Cette notoriété m’évitera de donner un résumé de Tous les hommes n'habitent pas le monde de la même façon. Résumé qui d’ailleurs aurait du mal à rendre compte de toutes les aventures qui arrivent à Paul Hansen, et dont il fait lui-même le récit depuis sa cellule d’une prison de Montréal. Pourquoi est-il en prison, lui qui est l’altruisme même, au plein sens du terme ? On ne le saura que sur le tard (stratégie du suspense) ; disons que c’est l’aboutissement (heureusement non définitif) d’un long processus mouvementé : enfant toulousain d’un père danois et pasteur qui perd la foi, d’une mère magnifique, militante et lointaine, Paul va naviguer vers l’âge adulte en suivant son père au Canada, où il deviendra pour de nombreuses années « superintendant » (c’est-à-dire homme à tout faire) de L’Excelsior, une résidence sécurisée à l’américaine pour privilégiés actifs ou retraités – où il aura des amis, mais aussi un ennemi acharné qui le fera sortir de ses gonds. Une compagne idéale, une chienne affectueuse, un métier qui lui plait, qui lui permet de s’adonner à son empathie naturelle et à « son envie de réparer les choses, de bien les traiter, de les soigner, de les surveiller. »... L’auteur combine à merveille l’art du récit à rebondissements, l’art du portrait juste et révélateur, l’art de la surprise et du paradoxe.
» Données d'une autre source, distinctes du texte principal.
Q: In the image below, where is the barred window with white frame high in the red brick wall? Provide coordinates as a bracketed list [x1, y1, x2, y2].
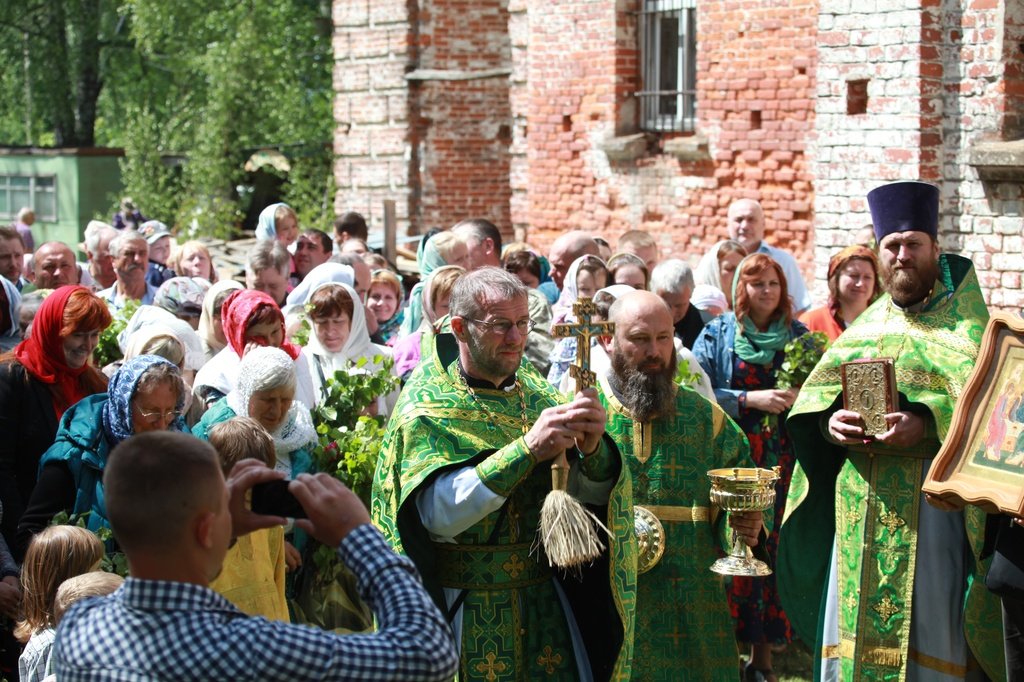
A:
[637, 0, 697, 132]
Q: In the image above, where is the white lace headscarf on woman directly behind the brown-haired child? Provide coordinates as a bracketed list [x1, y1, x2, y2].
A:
[227, 346, 316, 466]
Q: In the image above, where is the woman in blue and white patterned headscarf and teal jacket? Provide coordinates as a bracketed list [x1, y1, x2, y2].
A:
[17, 355, 186, 551]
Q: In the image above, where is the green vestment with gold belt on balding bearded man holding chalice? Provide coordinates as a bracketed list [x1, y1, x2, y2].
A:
[601, 377, 753, 682]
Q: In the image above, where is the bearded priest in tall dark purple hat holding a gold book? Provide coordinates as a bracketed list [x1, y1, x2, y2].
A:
[778, 182, 1002, 680]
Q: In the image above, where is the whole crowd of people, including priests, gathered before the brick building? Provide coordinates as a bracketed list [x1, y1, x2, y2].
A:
[0, 182, 1021, 682]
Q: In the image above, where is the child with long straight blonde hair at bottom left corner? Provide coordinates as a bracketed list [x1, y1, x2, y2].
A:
[14, 525, 103, 680]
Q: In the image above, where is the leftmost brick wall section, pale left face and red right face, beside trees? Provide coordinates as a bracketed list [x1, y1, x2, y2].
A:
[334, 0, 512, 232]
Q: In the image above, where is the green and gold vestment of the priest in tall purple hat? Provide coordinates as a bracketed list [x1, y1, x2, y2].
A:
[777, 254, 1002, 680]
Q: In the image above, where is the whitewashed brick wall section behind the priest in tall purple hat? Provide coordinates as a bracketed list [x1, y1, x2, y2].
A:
[813, 0, 1024, 309]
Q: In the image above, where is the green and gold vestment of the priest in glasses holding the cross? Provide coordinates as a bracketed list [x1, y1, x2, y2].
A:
[371, 334, 636, 681]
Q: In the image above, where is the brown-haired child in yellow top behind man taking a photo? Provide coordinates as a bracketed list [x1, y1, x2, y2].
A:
[210, 417, 290, 623]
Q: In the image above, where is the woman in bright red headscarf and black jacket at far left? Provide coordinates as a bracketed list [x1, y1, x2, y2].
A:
[0, 287, 111, 556]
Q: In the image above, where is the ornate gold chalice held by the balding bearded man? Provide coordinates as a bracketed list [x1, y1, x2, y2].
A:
[708, 467, 779, 577]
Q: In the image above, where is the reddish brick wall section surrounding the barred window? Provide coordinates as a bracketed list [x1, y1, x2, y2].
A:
[513, 0, 817, 272]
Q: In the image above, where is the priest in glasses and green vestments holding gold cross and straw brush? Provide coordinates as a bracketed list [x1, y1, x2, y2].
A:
[372, 267, 636, 681]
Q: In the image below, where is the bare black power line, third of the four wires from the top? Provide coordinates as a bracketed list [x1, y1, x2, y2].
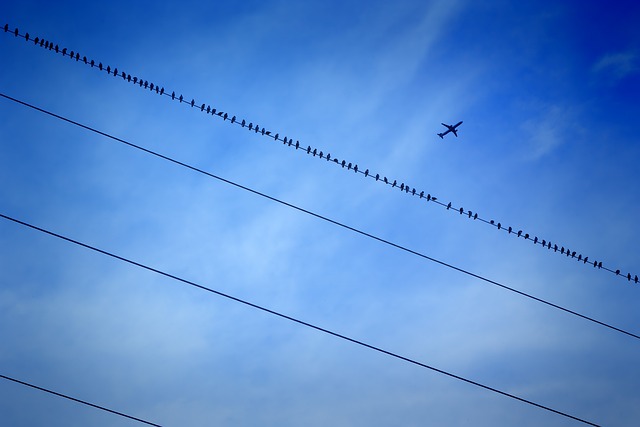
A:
[0, 213, 598, 426]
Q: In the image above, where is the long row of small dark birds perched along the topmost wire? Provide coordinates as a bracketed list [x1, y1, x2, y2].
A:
[4, 24, 639, 283]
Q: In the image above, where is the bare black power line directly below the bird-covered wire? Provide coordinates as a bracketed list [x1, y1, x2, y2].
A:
[0, 92, 640, 339]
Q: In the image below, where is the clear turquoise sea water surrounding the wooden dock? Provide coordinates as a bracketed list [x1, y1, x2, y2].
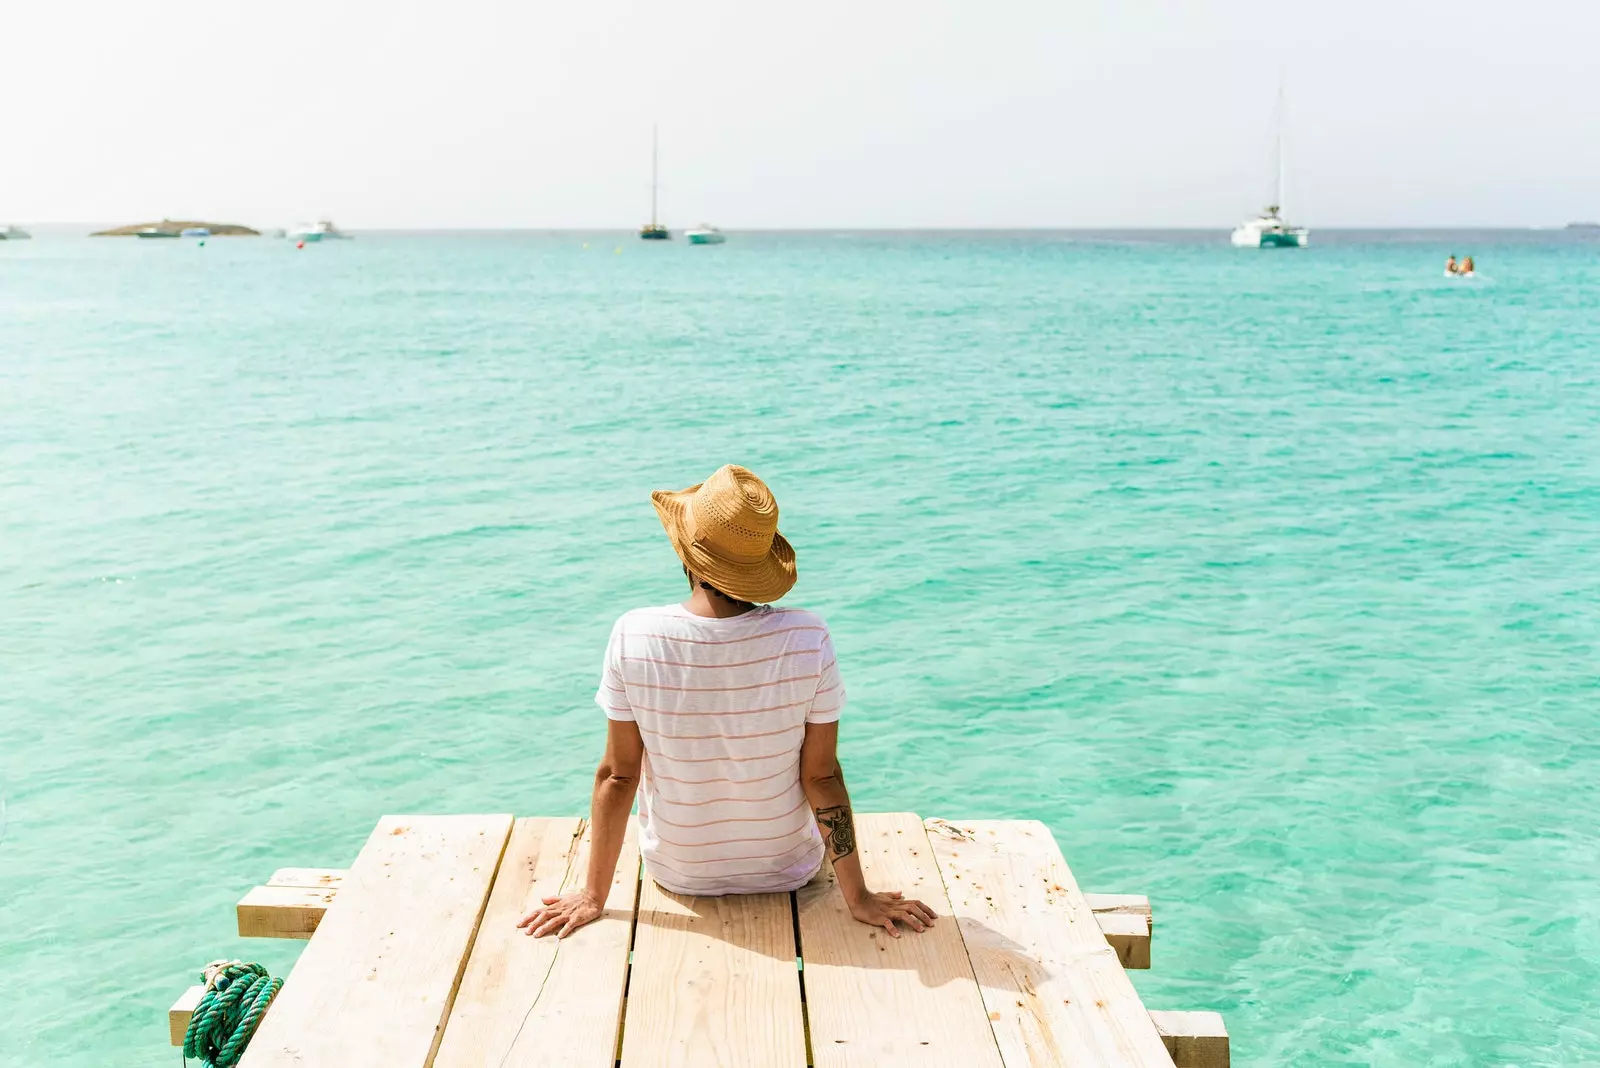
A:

La cohabitation de Paul, par exemple, avec le détenu Patrick Horton, « un homme et demi qui s’est fait tatouer l’histoire de sa vie sur la peau du dos », un passionné de Harley Davidson qui a vraisemblablement assassiné un Hells Angel, pourrait être un enfer ; eh bien non, Patrick, cette force de la nature qui souffre pourtant de phobies inattendues, est d’une bienveillance toute protectrice… Le tout à l’avenant : le père, pasteur en pays catholique, se prend d’une passion fiévreuse et destructrice pour les jeux de hasard, le cinéma d’art et d’essai de la mère est devenu une salle spécialisée dans les films porno, la compagne d’origine algonquine pilote audacieusement un antique aéronef au-dessus des immensités glacées, le seul véritable ami (outre la chienne Nouk) que Paul se fait à l’Excelsior est « casualties adjuster », chargé d’évaluer le prix des morts pour les compagnies d’assurance…
Mais les faits, les situations et les personnages ne sont paradoxaux qu’en apparence. Jean-Paul Dubois possède tout à la fois le sens de la construction narrative, l’audace du réalisme, l’ardeur de l’imagination et la richesse de la sensibilité. Certes, pour lui, d’une manière générale, la destinée humaine est vouée à l’échec et au malheur : « À l’intérieur d’un immeuble ou d’une communauté, le malheur s’installe généralement par période. Pendant plusieurs mois, il va rôder dans les étages, oeuvrant de porte en porte, croquant d’abord le faible, ruinant les espérants. Et puis, un jour, changer de rue, de quartier, poursuivant à l’aveugle son travail d’artisan. ». Progression similaire pour tous les individus. Mais l’écriture de Jean-Paul Dubois convoque toutes les ressources de la générosité, de l’amitié, de l’amour, de l’humour. Et la pilule passe à merveille. Chaleureuse et euphorisante.